Factoring is a crucial skill when dealing with rational expressions, as it simplifies the process of multiplication and simplification. It's the method of breaking down complex expressions into simpler, more manageable products. In this particular exercise, we start by factoring both the numerators and denominators of the expressions.

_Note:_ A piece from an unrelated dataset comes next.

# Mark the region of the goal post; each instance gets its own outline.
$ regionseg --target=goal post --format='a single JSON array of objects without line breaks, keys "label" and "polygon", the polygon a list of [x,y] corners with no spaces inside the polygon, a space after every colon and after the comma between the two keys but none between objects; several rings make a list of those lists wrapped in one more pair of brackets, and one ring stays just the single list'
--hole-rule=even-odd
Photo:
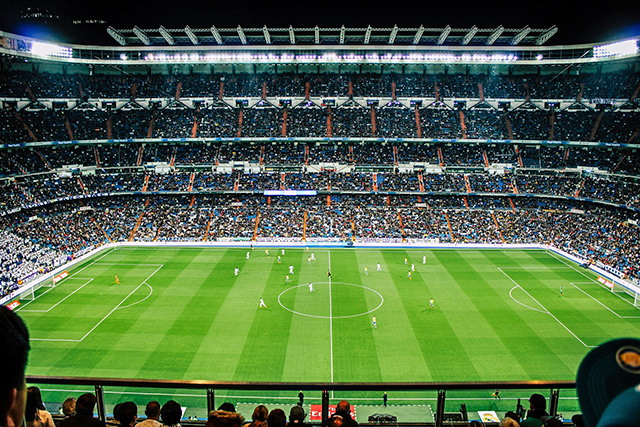
[{"label": "goal post", "polygon": [[24,292],[22,292],[18,296],[18,299],[25,300],[25,301],[34,300],[36,298],[36,295],[40,294],[38,292],[40,289],[54,288],[58,284],[58,282],[60,282],[62,279],[68,276],[69,276],[69,272],[65,270],[59,274],[56,274],[51,279],[42,280],[38,283],[34,283],[33,286],[29,287],[28,289],[25,289]]},{"label": "goal post", "polygon": [[640,307],[640,287],[627,280],[613,281],[605,277],[598,277],[598,282],[608,287],[611,292],[620,295],[627,295],[631,301],[633,301],[634,307]]}]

• Factoring the Numerators: The first numerator is a difference of squares, with the expression being \(t^2 - 1\). The difference of squares is a special form that factors into \((t-1)(t+1)\).
• The second numerator, \(t^2 + 2t - 15\), requires finding two numbers that multiply to \(-15\) and add to 2. These numbers are \(-3\) and 5, which gives the factorization \((t-3)(t+5)\).
• Factoring the Denominators: For the first denominator \(t^2 + 4t + 3\), determine two numbers that multiply to 3 and add to 4, which are 1 and 3, resulting in \((t+1)(t+3)\).
• The second denominator \(t^2 - 4t + 3\) factors into \((t-1)(t-3)\) by finding numbers that multiply to 3 and add to \(-4\), namely \(-1\) and \(-3\).

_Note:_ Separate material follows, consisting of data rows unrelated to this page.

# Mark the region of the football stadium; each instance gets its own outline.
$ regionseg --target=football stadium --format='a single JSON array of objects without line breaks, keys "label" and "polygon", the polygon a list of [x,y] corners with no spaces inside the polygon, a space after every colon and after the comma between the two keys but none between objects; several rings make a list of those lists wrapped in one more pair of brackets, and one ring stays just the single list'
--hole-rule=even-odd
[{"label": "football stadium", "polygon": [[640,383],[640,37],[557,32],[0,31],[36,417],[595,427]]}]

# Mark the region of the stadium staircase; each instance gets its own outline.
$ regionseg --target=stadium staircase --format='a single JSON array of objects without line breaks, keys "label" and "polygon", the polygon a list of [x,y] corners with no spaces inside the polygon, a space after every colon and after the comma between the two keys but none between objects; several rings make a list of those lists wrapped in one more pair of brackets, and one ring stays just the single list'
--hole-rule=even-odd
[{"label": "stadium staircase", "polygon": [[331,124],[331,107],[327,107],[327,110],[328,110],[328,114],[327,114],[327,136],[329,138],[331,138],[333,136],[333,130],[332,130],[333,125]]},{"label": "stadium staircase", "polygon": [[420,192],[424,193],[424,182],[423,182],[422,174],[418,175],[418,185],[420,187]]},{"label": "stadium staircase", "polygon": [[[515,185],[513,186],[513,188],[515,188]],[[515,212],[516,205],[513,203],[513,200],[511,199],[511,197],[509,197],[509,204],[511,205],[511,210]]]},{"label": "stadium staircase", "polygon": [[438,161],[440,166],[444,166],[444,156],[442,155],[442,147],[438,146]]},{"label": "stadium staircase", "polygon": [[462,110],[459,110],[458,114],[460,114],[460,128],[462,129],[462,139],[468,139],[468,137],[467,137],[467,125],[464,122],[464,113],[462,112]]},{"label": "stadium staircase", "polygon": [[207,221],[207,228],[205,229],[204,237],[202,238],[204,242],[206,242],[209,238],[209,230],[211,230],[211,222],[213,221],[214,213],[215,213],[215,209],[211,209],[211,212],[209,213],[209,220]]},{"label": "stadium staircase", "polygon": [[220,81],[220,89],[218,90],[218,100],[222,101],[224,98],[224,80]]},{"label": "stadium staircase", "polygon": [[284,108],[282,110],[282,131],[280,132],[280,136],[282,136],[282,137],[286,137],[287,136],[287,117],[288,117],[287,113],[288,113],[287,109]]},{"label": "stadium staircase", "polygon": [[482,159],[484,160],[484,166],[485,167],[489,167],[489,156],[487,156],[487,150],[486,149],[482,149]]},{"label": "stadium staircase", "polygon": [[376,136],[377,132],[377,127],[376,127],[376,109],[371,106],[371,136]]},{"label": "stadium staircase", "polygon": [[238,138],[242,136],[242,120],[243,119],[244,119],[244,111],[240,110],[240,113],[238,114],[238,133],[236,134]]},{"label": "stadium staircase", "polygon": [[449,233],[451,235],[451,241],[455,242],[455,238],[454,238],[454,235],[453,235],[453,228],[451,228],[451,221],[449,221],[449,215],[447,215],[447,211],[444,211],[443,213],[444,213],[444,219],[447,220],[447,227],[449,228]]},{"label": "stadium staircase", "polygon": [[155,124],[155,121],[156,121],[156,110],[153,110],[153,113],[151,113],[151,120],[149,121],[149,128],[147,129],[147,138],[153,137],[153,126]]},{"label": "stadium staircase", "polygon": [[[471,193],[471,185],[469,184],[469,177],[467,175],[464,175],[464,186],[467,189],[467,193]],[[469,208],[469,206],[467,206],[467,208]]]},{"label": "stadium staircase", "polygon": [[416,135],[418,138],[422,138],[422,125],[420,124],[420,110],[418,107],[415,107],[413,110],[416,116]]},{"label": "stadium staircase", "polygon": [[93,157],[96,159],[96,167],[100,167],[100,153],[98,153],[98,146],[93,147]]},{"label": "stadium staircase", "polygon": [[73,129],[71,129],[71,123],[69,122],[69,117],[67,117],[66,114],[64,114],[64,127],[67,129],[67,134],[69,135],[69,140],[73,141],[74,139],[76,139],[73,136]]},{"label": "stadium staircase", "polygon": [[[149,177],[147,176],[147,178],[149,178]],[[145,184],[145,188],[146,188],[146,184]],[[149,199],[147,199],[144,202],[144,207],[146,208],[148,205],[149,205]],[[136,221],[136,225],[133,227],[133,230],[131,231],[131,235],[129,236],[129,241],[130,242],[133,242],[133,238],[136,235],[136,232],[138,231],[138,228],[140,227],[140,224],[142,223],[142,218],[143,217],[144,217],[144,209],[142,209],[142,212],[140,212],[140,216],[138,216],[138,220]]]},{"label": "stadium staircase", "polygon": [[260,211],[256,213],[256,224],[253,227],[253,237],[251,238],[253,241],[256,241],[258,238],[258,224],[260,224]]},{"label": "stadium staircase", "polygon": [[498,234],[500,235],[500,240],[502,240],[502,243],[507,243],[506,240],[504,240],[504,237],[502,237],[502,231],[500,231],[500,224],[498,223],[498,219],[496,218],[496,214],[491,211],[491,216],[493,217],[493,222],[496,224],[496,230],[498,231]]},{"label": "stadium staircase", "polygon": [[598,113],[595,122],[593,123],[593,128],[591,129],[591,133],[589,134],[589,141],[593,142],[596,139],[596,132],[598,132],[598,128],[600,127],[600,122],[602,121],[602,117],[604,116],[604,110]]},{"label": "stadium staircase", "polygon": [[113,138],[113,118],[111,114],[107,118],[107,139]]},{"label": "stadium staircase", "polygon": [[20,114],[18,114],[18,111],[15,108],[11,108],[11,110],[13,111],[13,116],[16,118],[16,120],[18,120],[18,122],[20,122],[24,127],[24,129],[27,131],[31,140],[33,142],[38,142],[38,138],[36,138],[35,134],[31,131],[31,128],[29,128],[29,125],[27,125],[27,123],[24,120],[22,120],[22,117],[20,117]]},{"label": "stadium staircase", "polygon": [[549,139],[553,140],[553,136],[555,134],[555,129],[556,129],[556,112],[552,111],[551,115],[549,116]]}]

Factoring helps set the stage for multiplication and simplification, making both processes easier and more efficient.

Multiplying rational expressions involves multiplying the numerators together and the denominators together, similar to how you multiply fractions. Once each part is factored, the multiplication becomes straightforward.

• First, re-write the rational expressions in their factored form. This gives us \(\frac{(t-1)(t+1)}{(t+1)(t+3)} \cdot \frac{(t-3)(t+5)}{(t-1)(t-3)}\).
• Next, combine the numerators and the denominators: Now, you're dealing with the product \((t-1)(t+1)(t-3)(t+5)\) over \((t+1)(t+3)(t-1)(t-3)\).

This step lays important foundational work for the simplification by making the common factors clear and easier to cancel out.

Simplification is the process of cancelling out common factors across the numerator and denominator. This reduces the expression to its simplest form.

• After writing the product, identify and cancel common factors present in both the numerator and the denominator. In our case, \((t-1), (t+1),\) and \((t-3)\) appear in both parts and can be cancelled.
• This leaves us with \(\frac{1}{(t+3)} \times (t+5)\).
• Finally, multiply the simplified terms to reach the final answer: \(\frac{t+5}{t+3}\).

This entire process of identifying and cancelling like terms ensures the result is the most reduced version of the original expression.